Aos 37 anos, meia comanda a reação do time carioca, rival do Palmeiras hoje

Jogador sérvio diz que vai torcer para Sérvia, Brasil, Espanha e Itália na Copa e que deve continuar no país depois de encerrar a carreira


MÁRIO MAGALHÃES
DA SUCURSAL DO RIO

Formado auxiliar de enfermagem no ensino médio da Sérvia, Dejan Petkovic não padeceria de falta de trabalho se tivesse continuado em meio aos massacres e às guerras na antiga Iugoslávia.
Sem nunca ter exercido a profissão para a qual estudou, ele foi embora para a Espanha aos 22 anos, desembarcou dois anos mais tarde, em 1997, no Vitória-BA e nos últimos meses se dedica a remendar ferimentos do Flamengo.
Depois da ciclotimia anterior, a equipe não perde há oito partidas, planeja atingir o G4 do Campeonato Brasileiro -começou a rodada a dois pontos da vaga na Libertadores- e está a nove do líder Palmeiras, o antagonista de hoje.
Se o artilheiro rubro-negro e da competição é o "imperador" Adriano, com 15 gols, em campo o general é Petkovic.
É dos seus pés -ele chuta bem com os dois- que sai a maioria dos cruzamentos, 25,2 por jogo, aponta o Datafolha.
Aos 37 anos, idade provecta para um futebolista, Pet consagrou a condição de comandante no sábado retrasado.
O Flamengo perdia para o São Paulo por 1 a 0 no Maracanã.
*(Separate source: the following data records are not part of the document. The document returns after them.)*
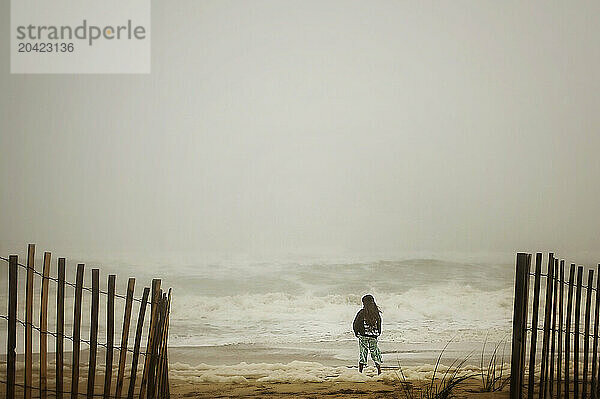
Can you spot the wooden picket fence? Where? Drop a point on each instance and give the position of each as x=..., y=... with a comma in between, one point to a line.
x=565, y=368
x=154, y=381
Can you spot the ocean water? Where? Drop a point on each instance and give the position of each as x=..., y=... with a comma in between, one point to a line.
x=299, y=303
x=422, y=301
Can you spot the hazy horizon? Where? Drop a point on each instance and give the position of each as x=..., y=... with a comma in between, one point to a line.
x=306, y=127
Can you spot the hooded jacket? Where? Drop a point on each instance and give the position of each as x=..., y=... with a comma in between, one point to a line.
x=363, y=328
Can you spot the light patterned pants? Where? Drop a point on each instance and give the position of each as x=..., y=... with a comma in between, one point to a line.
x=366, y=345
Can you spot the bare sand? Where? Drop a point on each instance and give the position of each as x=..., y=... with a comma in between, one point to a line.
x=316, y=390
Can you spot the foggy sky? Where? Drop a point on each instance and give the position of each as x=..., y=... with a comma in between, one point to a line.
x=307, y=126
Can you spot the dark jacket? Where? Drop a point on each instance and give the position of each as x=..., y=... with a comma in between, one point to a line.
x=363, y=328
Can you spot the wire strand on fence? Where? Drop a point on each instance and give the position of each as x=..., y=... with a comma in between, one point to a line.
x=54, y=391
x=583, y=286
x=55, y=335
x=70, y=283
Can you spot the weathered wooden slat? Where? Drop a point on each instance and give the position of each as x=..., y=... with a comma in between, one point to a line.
x=586, y=329
x=560, y=328
x=595, y=342
x=547, y=323
x=44, y=327
x=577, y=332
x=553, y=336
x=154, y=360
x=519, y=324
x=138, y=340
x=93, y=332
x=125, y=336
x=568, y=332
x=110, y=333
x=153, y=318
x=28, y=376
x=60, y=327
x=11, y=341
x=163, y=364
x=76, y=331
x=534, y=322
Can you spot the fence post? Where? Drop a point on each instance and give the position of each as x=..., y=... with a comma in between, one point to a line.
x=93, y=332
x=547, y=321
x=576, y=343
x=553, y=338
x=110, y=333
x=586, y=329
x=163, y=361
x=44, y=327
x=76, y=331
x=60, y=327
x=138, y=340
x=568, y=331
x=11, y=356
x=125, y=336
x=28, y=377
x=519, y=324
x=534, y=321
x=560, y=324
x=595, y=343
x=150, y=357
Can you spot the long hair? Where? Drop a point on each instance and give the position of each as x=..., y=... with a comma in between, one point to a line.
x=372, y=311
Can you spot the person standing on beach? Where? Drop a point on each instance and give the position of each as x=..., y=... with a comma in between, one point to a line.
x=367, y=327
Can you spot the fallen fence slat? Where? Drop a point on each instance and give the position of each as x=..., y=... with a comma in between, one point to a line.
x=110, y=333
x=76, y=331
x=138, y=340
x=125, y=336
x=154, y=382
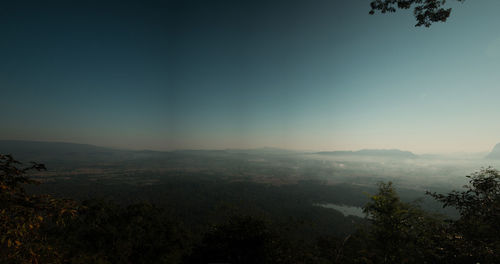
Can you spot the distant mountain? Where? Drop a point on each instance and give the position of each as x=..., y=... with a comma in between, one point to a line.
x=389, y=153
x=495, y=153
x=60, y=152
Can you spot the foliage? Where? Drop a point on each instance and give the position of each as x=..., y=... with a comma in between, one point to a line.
x=475, y=236
x=108, y=233
x=24, y=215
x=426, y=11
x=401, y=232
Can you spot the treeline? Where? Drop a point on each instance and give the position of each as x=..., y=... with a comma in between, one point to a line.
x=36, y=228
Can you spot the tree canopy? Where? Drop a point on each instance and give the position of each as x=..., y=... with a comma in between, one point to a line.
x=426, y=11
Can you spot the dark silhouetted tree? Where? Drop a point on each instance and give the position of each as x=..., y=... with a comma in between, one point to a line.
x=426, y=11
x=24, y=215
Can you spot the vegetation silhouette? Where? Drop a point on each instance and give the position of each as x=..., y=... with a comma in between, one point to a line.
x=426, y=11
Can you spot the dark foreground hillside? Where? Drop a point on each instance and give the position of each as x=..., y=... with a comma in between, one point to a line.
x=39, y=228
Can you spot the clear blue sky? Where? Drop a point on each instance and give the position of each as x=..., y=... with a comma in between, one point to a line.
x=320, y=75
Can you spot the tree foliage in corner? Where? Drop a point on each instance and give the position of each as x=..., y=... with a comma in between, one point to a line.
x=426, y=11
x=24, y=215
x=476, y=235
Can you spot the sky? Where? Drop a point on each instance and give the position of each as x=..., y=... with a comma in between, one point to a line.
x=295, y=74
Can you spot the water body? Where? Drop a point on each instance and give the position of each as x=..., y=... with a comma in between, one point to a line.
x=346, y=210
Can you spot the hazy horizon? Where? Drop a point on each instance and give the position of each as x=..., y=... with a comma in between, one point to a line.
x=300, y=75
Na primeira cobrança de um pênalti por Pet, Rogério Ceni defendeu, mas o árbitro mandou repetir.
O lateral Éverton Silva animou-o: "Ô, pai, você é nosso ídolo. Não vai um pênalti tirar isso de você. F...-se o pênalti".
Pet converteu com classe e deu o passe decisivo para o gol da vitória. Anteontem, a manchete do recém-lançado jornal esportivo "Campeão" era "Pet vira o pai da nação". Há outros três diários esportivos no Rio, um deles dedicado exclusivamente à "nação rubro-negra".
Essa massa acolhe agora o meia que chegou em junho mais por baixo que refugiado de guerra. O então técnico do clube, Cuca, e os cartolas do futebol rejeitaram a contratação.
A direção do Flamengo a impôs, menos interessada no atleta desempregado do que em um acerto com Pet acerca de uma dívida trabalhista -a volta era condição para o acordo.
Ele topou e já marcou quatro gols no Campeonato Brasileiro. É o vice-artilheiro do time, atrás somente de Adriano.
Na virada do século Petkovic defendera o clube, pelo qual anotou o gol decisivo do Estadual do Rio de 2001 contra o Vasco -aos 43min do segundo tempo; por isso, seu número atual é o 43.
No racha político rubro-negro, a nova batalha é a campanha eleitoral. Sete candidatos almejam a presidência.
Para quem cresceu na região dos Bálcãs, o clube balcanizado em várias facções não intimidou. Nem a má vontade de Cuca, logo trocado por Andrade.
Os treinadores de seu país não o convocam há mais de dez anos. Pet bateu boca com um deles, mas vieram outros. Por que não o chamam?
"Longe dos olhos, longe do coração", arrisca à Folha, sobre a distância desde que trocou em 1995 o Estrela Vermelha, de Belgrado, pelo Real Madrid, no qual não se firmou. Ironiza: "Talvez eu jogue em um país onde o futebol seja ruim".
Ele diz não ter saudade da velha Iugoslávia, a união de seis repúblicas dilacerada em conflitos na década de 1990. Porém lamenta o fim: "Sempre sou pela união, não pela separação".
Não guarda boas lembranças de Slobodan Milosevic, o ditador sérvio afastado em 2000 e que morreu seis anos depois acusado de crimes de guerra.
"A memória é totalmente negativa. No governo dele, aconteceram as piores coisas para o meu povo, o povo inocente, guerras, matanças."
Não está nem aí para Bósnia--Herzegóvina e Eslovênia, seleções de países oriundos da ex-Iugoslávia que tentam vaga para 2010 no mata-mata europeu -a Sérvia já se classificou.
Pet diz que torcerá na Copa para Sérvia, Brasil ("sou sérvio e meio brasileiro"; é casado com uma sérvia), Espanha (terra de nascimento de uma filha) e Itália (da outra, caçula).
Vê a Argentina forte. "O problema é a zaga. Se arrumarem a zaga, serão perigosos", prevê em português escorreito.
Ele promete ficar no Brasil após o fim, sem data, da carreira. Admite ser técnico. "Futebol tem tática e estratégia", diz. "Não é só briga. A guerra também tem estratégia."